Why a good mantra can work so well
SOME call it a mantra, some call it a company philosophy, some a mission statement, a belief system or DNA. Some hang it up on a foyer wall, some have it printed in exquisite coffee-table books, some make it the opening slides in their PowerPoint presentations and some let it live and breathe in the thing that matters most — the work.
The best advertising agencies I know are the ones whose philosophy is visible not just in the culture and design of the place but also in the people, and the advertising made by those people. A good agency philosophy is deeply embedded, like personality and character. It imbues a place and persists long after generations of staff have come and gone. It has to last, it has to be authentic and it has to work.
If a philosophy is complicated and longwinded, it is easily forgotten. If it is too trite and trendy, it is trash.
David Ogilvy had many philosophies about many things regarding advertising life, but they stuck and hold true today because they are meaningful and, most importantly, have purpose.
For instance, he had a remarkable philosophy about recruitment. At a board meeting one day, the directors arrived to find Russian matryoshka dolls on their seats. When they opened the dolls, they found a note inside the smallest doll that read: “If you hire people who are smaller than you are, we shall become a company of dwarfs. If you hire people who are bigger than you are, we shall become a company of giants.”
As advertisers, we shape the identity of brands every day, brands that live in the world and become part of people’s lives, so it makes sense that we also shape our own identities in powerful ways. A company philosophy should mean something to everyone, not just leadership. And like any good brand purpose, the message should be driven home with gusto.
It cannot live and die in the beautiful, glossy ink it was printed in.
Leonie Roderick of Marketing Week writes: “A study in 2015 by Harvard Business Review and EY showed that companies with a strong sense of purpose are able to transform and innovate better, as well as improving employee satisfaction.” If your brand purpose is strong, everything else will follow — the success, the fame and the fortune because you have something to stand for and you have a way of measuring what success should look like.
Wieden & Kennedy has a famous agency philosophy. It lives in their foyer as a massive art installation and was created by Wieden & Kennedy’s in-house advertising school as a way of introducing themselves to the agency.
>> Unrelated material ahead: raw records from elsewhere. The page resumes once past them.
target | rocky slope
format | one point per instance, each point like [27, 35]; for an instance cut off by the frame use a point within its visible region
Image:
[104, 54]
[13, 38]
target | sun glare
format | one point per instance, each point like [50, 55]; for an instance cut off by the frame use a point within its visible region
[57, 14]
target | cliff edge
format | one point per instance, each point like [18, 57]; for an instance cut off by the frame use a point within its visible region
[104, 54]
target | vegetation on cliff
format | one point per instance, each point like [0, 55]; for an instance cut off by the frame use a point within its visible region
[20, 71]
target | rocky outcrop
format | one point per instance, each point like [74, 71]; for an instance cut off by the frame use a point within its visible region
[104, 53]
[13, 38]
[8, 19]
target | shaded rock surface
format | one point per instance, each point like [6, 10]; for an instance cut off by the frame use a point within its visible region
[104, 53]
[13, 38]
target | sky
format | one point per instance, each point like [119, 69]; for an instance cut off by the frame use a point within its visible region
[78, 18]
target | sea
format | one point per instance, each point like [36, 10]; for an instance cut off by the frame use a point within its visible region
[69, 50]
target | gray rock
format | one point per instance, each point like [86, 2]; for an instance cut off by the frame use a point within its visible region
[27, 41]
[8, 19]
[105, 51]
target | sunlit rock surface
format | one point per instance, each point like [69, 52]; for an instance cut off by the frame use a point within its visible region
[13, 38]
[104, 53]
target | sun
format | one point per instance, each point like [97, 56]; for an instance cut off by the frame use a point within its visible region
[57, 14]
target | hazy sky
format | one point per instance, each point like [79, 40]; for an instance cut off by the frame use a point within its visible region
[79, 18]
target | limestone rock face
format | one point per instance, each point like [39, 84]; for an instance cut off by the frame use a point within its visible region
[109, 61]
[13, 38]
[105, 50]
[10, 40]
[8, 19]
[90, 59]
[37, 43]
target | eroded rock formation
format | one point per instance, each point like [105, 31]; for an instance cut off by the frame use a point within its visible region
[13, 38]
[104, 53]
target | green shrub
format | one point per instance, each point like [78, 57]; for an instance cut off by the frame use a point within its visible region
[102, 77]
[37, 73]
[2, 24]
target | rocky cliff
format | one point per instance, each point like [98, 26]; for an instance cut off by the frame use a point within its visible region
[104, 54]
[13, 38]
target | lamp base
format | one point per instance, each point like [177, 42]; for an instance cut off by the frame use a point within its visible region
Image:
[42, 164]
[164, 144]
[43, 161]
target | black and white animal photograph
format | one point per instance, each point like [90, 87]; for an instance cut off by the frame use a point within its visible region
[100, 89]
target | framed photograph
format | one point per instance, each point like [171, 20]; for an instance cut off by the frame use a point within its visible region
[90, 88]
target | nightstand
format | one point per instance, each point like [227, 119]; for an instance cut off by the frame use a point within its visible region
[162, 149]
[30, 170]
The words “Fail Harder” were created with 119,000 thumb tacks and it took about 351 hours to build. Some of the employees have even tattooed the slogan on themselves. The philosophy is about choosing the harder way, hitting a miss but hitting with great conviction, and understanding that you can only know spectacular success by experiencing spectacular failures.
Today, it is one of the most sought-after agencies in the world.
TBWA’s philosophy is “Disruption”. Mother’s is “Do great work. Have fun. Make a living.” McCann’s is “Truth Well Told”, Huge’s is “Make something you love”. And BBDO’s philosophy is “The work. The work. The work”.
My own agency network has just launched its new philosophy and I’m so relieved that I love it because you can’t hate the philosophy of the place in which you spend 90% of your life.
It feels so inherently simple, so deeply personal, yet communal and that’s what I love about it. It represents the core of a creative mind-set — the endless, feverish pursuit of something truly meaningful. It also feels like a belief we should carry into our lives beyond work, and perhaps something presidents of countries should adopt. It is “Never finished”.
■
Gordhan is a creative director in advertising.